Reason is useful in evolution, when you need an extra motivation to do something beyond what is most efficiently obtained now. It allows for planning way ahead to survive bad conditions. Animals will just either keep trying or leave to another location. Humans will stay and develop means to survive cyclical bad conditions.
However, this same ability to plan into the future and give a boost of motivation can go haywire. It can lead to OCD, ritualistic behaviors, and magical thinking. Tribes needed a shaman to give them a little of this, as Sapolsky said in his lecture on the biology of religion. But if you have too many shamans, you end up chasing things that don't pan out.

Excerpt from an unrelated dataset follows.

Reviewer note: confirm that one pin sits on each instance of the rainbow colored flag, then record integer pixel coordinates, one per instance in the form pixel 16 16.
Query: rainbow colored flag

What works is to use reason to check your reason. If you believe that ghosts or aliens are out to get you and can't stop believing that (a nocebo effect of harm), you can counter it with the placebo effect of prayer, fasting, rituals and so on. The problem isn't solved directly, but sometimes the unconscious and subconscious don't want to give up, so you tell them a narrative to enforce protection against their fears.
Perhaps you could enlighten us as to where evolution comes into play here. Planning to survive cyclical bad conditions has nothing to do with evolution. It is not like you reasoning about it will grow you a new arm or increase your body temperature or grow new cellular machines to weather the conditions. Substitute the word with survival and the paragraph makes sense: "Reason in useful in survival... "
Why don't you check out the bicameral mind theory to see how the brains way of reasoning changed from voices in the head attributed to gods into what we have now?